The right of a person is not only to live but to live a quality life, and this means that the rest of society is obligated
to respect his or her individual personality, the integrity and the sanctity of his or her own physical body, and the
value he or she puts in his or her own spiritual, psychological, material and social preferences and needs.

Seen in this light, the capital crimes of kidnapping and serious illegal detention for ransom resulting in the death
of the victim or the victim is raped, tortured, or subjected to dehumanizing acts; destructive arson resulting in
death, and drug offenses involving minors or resulting in the death of the victim in the case of other crimes; as
well as murder, rape, parricide, infanticide, kidnapping and serious illegal detention where the victim is detained
for more than three days or serious physical injuries were inflicted on the victim or threats to kill him were made
or the victim is a minor, robbery with homicide, rape or intentional mutilation, destructive arson, and carnapping
where the owner, driver or occupant of the carnapped vehicle is killed or raped, which are penalized by reclusion
perpetua to death, are clearly heinous by their very nature.

SC: the death penalty is imposed in heinous crimes because:

the perpetrators thereof have committed unforgivably execrable acts that have so deeply dehumanized a person
or criminal acts with severely destructive effects on the national efforts to lift the masses from abject poverty
through organized governmental strategies based on a disciplined and honest citizenry

they have so caused irreparable and substantial injury to both their victim and the society and a repetition of their
acts would pose actual threat to the safety of individuals and the survival of government, they must be
permanently prevented from doing so

People v.

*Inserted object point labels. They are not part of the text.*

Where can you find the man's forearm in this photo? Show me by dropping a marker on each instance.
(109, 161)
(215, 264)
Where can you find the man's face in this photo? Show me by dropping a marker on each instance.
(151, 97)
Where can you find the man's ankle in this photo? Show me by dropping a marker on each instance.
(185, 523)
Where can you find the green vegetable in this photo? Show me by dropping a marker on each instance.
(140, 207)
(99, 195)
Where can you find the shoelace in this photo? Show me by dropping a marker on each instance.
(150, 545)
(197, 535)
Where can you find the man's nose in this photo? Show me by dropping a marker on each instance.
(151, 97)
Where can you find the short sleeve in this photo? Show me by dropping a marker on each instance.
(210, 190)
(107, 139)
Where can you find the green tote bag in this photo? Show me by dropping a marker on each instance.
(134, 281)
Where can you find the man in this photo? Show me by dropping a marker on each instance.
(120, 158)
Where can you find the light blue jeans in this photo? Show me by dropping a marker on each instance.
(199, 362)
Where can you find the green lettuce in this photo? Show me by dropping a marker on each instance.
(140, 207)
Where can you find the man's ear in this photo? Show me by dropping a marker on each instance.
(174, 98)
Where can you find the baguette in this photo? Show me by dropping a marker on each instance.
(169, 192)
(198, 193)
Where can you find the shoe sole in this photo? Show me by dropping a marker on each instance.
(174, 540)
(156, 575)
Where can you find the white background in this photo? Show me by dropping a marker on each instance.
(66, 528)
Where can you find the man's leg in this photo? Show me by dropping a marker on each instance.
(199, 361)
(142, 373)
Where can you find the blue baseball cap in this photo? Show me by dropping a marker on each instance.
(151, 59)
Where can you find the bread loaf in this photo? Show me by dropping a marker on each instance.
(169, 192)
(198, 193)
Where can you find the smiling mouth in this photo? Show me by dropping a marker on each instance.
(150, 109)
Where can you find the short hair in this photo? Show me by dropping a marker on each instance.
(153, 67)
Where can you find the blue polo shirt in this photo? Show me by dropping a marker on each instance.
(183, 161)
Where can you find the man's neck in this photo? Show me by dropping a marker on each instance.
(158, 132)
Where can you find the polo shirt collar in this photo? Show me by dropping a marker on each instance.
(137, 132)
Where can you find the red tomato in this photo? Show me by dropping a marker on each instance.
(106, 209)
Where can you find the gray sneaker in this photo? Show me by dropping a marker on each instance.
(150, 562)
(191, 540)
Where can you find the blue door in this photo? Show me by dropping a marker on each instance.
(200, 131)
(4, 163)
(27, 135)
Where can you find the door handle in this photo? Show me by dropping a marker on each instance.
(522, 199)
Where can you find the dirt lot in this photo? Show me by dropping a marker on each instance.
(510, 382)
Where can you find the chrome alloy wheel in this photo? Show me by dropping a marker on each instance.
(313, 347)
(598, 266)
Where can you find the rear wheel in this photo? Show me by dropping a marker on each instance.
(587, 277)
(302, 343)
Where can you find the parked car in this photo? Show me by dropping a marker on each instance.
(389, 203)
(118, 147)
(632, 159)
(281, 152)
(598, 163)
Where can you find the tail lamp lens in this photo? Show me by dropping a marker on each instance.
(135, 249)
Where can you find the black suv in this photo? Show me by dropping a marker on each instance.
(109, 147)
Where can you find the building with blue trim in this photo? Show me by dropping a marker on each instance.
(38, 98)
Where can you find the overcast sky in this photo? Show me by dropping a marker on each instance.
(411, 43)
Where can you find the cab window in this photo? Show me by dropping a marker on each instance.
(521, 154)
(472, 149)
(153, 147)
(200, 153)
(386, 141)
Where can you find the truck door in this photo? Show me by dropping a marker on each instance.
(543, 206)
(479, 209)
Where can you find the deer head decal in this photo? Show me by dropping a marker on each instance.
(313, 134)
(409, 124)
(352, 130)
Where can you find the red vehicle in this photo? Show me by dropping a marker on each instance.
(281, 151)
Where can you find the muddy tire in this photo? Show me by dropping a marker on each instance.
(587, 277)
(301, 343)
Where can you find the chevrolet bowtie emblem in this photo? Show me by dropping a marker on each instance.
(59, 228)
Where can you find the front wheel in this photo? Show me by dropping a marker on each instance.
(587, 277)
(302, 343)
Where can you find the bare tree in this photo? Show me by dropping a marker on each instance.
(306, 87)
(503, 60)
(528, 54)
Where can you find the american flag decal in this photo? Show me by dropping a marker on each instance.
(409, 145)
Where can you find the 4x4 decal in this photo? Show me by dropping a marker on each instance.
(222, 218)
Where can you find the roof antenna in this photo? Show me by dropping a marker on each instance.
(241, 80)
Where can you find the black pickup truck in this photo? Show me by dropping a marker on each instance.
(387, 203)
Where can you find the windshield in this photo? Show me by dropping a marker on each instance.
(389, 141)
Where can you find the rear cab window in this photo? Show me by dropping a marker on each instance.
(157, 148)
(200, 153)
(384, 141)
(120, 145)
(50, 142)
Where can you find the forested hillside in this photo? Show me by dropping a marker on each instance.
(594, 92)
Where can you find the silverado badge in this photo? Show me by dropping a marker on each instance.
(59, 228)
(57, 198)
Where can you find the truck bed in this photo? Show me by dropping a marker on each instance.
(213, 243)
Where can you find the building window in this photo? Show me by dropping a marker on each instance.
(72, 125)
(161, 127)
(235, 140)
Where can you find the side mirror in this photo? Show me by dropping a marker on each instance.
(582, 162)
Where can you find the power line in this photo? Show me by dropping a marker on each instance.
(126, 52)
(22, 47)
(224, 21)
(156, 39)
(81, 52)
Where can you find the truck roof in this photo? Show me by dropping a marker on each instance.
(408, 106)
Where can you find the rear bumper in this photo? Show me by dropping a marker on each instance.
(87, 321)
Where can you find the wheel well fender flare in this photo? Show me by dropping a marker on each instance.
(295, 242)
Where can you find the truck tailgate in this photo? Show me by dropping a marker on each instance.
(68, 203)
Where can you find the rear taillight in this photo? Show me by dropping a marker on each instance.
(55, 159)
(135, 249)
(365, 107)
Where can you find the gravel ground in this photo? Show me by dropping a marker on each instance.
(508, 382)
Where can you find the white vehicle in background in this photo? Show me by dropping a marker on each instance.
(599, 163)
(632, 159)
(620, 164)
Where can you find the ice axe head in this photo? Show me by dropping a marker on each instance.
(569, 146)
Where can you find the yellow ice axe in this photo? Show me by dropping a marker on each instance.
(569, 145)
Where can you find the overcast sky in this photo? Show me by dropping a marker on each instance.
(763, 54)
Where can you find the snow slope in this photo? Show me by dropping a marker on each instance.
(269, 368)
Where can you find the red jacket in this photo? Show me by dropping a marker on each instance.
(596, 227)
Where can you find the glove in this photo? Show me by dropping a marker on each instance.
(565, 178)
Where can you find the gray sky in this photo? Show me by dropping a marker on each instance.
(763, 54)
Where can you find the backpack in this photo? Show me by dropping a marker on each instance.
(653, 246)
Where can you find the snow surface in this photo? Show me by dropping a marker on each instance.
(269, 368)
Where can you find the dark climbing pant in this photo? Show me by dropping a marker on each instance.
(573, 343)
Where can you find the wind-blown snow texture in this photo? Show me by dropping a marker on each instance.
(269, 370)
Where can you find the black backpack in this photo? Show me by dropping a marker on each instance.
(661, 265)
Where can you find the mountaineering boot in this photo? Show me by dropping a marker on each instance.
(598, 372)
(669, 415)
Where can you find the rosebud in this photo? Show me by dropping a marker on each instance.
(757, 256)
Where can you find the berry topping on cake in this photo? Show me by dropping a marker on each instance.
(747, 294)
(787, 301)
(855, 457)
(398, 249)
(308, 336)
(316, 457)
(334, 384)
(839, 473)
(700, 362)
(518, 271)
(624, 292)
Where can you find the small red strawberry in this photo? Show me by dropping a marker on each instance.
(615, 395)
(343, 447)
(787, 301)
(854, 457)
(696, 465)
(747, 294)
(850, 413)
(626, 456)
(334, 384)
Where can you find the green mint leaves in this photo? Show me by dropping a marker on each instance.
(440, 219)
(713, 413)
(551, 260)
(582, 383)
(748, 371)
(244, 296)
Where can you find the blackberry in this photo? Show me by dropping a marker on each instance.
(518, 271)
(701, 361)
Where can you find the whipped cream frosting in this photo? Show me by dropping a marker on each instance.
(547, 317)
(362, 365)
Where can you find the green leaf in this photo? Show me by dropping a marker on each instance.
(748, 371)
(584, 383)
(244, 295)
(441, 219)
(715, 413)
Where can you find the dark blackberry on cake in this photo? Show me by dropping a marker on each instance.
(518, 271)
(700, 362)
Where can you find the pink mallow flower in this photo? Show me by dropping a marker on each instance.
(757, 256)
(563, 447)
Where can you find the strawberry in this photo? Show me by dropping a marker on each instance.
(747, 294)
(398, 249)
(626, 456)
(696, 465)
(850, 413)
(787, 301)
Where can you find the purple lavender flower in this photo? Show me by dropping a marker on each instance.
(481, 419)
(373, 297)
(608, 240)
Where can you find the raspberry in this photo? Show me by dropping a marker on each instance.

Cristobal: "Rape is the forcible violation of the sexual intimacy of another person. It does injury to
justice and charity. Rape deeply wounds the respect, freedom, and physical and moral integrity to which every
person has a right. It causes grave damage that can mark the victim for life. It is always an intrinsically evil act xxx
an outrage upon decency and dignity that hurts not only the victim but the society itself.